5) Manage social distance: use bandwith to shift from distance to closeness as needed.
6) Communicate with care.
I’m fine with the simplicity of the messages and the withgoing normative undertone. It’s a good introduction and eye-opener for organisations who have become “machines for the destruction of leadership … and have given rise to legions of disenchanted followers.” The recipee to get connected to one’s inner theatre and to start talking and acting in a real, emotionally loaded way is the right one to enhance engagement and creativity.
What bothers me more is the instrumental motivation to become real. Already on page 2 Goffee & Jones state: “Make no mistake: leadership is about results.” And all along their book, they struggle with the effectivity of authenticity: “show your weakness in a smart way”, “remain authentic, but conform enough”. They hesitate.

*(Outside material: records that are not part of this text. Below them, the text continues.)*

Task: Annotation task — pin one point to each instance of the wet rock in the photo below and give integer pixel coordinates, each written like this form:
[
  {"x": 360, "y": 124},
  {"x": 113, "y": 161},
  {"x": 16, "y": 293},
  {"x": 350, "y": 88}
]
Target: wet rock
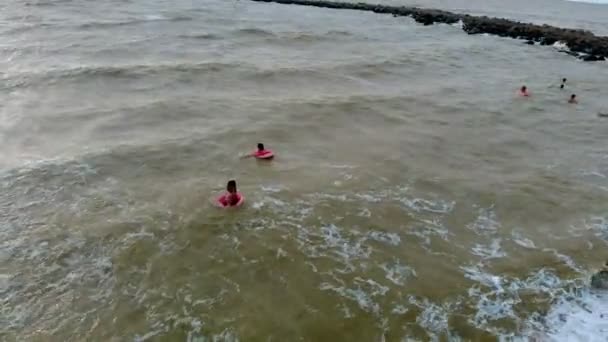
[
  {"x": 600, "y": 280},
  {"x": 593, "y": 48},
  {"x": 592, "y": 58}
]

The second part of the book becomes straightforward people ‘management’ as we know it from normative leadership models: manage your distance, communicate your vision, define actionable steps, provide rewards…

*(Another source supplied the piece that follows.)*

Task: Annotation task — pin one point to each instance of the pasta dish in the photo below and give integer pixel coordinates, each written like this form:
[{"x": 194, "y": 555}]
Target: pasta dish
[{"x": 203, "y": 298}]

The book is stuck in the middle between the transactional & authentic transformational leadership ‘worlds’. In the transactional world followers are instruments to fulfill larger objectives. Leadership behaviour is ‘doing the right thing’ to get people to work for you. Leadership is rational and has economic purpose. In the authentic transformational world followers are real human beings. Leadership behaviour aims at making people stronger, self-steering, intrinsicly motivated. Leadership is relational and has multiple purposes.
Goffee & Jones prove with their book that changing from the transactional to the authentic transformational world is a real shift in values and identity. They put the finger on the complexity of authentic transformational leadership: the tough trade-offs to make, the paradoxes to transcend. But by sticking to the assumption that in the end the result counts, they don’t fully embrace this complexity, the ‘and-and’ mindset of the authentic leader. It’s not only about changing your behaviour. It also changes the result focus.
So, not the best book on authentic leadership, but maybe after all, because of it’s ambiguity, a good companion for people at the beginning or in the midst of their transformation process to authenticity…
*GOFFEE, R. & JONES G. (2006). Why should anyone be led by you? Boston: Harvard Business School Publishing, 244 p.